We took a wherry from St Mary Overy Stairs to Salt Wharf, and walked up to Cheapside from there. The Fitzgeralds’ house was quite new, probably no more than twenty years old, with herringbone brick between the timbers instead of lath and plaster, four storeys high, elaborately carved on all the exposed timbers. It spoke money, but perhaps a merchant’s money rather than a landowner’s. I knew little of the Fitzgeralds’ past history, but had always assumed they belonged to the landed class, like most of the old Catholic families. The merchant families were, almost without exception, Protestant. Perhaps the house was a recent purchase. Or perhaps it had replaced an earlier one. All over London, men who could afford it were pulling down old houses and building anew. Those who had not the means for such a radical solution to their aspirations for better housing simply defied the regulations and added an extra storey or two on top of their existing homes, like the house where Simon and I had our lodgings.

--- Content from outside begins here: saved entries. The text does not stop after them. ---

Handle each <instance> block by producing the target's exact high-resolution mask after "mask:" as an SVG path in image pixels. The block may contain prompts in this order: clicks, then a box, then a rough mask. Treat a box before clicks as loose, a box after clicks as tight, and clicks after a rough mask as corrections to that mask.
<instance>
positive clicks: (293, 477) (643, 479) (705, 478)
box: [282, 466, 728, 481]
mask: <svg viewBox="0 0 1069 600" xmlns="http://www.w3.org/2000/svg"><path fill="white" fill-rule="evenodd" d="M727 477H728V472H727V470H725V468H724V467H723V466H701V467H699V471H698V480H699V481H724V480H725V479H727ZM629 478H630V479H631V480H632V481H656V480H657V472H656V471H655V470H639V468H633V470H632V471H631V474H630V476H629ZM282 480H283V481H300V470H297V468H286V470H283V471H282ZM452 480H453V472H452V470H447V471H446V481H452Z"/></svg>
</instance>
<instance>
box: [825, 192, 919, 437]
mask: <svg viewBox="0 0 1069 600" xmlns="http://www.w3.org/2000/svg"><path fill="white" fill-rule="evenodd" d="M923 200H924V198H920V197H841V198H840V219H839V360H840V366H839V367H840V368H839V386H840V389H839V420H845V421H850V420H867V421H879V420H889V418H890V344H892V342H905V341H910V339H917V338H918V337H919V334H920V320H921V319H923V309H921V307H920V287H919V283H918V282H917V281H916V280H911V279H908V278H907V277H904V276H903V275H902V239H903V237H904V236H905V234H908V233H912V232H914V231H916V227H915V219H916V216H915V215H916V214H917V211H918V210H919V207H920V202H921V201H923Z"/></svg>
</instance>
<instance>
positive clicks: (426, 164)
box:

The Fitzgerald house was in an uproar when we arrived. Lady Bridget had returned home to find her husband’s ward kidnapped, her steward disappeared, and her children quarrelling violently. To say that she was astonished when her steward walked into the parlour with two strangers would be to understate the case. For it was clear that at first she did not recognise me. After all, it was more than three years since I had spent barely two weeks in her house, and she had had very little to do with me at the time. As it was, she was now hysterical, being ineffectually comforted by her lady’s maid, while Cecilia shouted at her brother in a manner which I thought her aristocratic new husband would not have approved. It was Edward who recognised me first.

‘Master Alvarez!’ he cried, running across the room to us. ‘Can you help us? My fool of a sister–’

Cecilia looked at me and coloured slightly, but then she sneered and said, ‘The music tutor? What use is he?’

‘My lady,’ Alchester said, ignoring her, and addressing Lady Bridget, ‘this is Dr Alvarez. He is a physician at St Thomas’s, but he also works for Sir Francis Walsingham. He believes he may be able to help. And this is Master Simon Hetherington, his friend.’

I was relieved that he did not mention Simon’s profession, which would certainly have condemned us in the eyes of the two ladies. At the words ‘Sir Francis Walsingham’ I saw a look of fear in Lady Bridget’s eyes, but she was too distracted by the present disaster to pay it much heed.

‘What do you mean, Doctor Alvarez?’ Cecilia demanded. ‘It is that tutor we had, who ran off in the night with some excuse about his father.’

I gave her the slightest possible bow I could, without an open insult. ‘Nevertheless, Cecilia,’ I said, ‘I am indeed Doctor Alvarez. Before we discuss anything further, can you supply me with paper and ink? I need to send word to the man who, I believe, can help.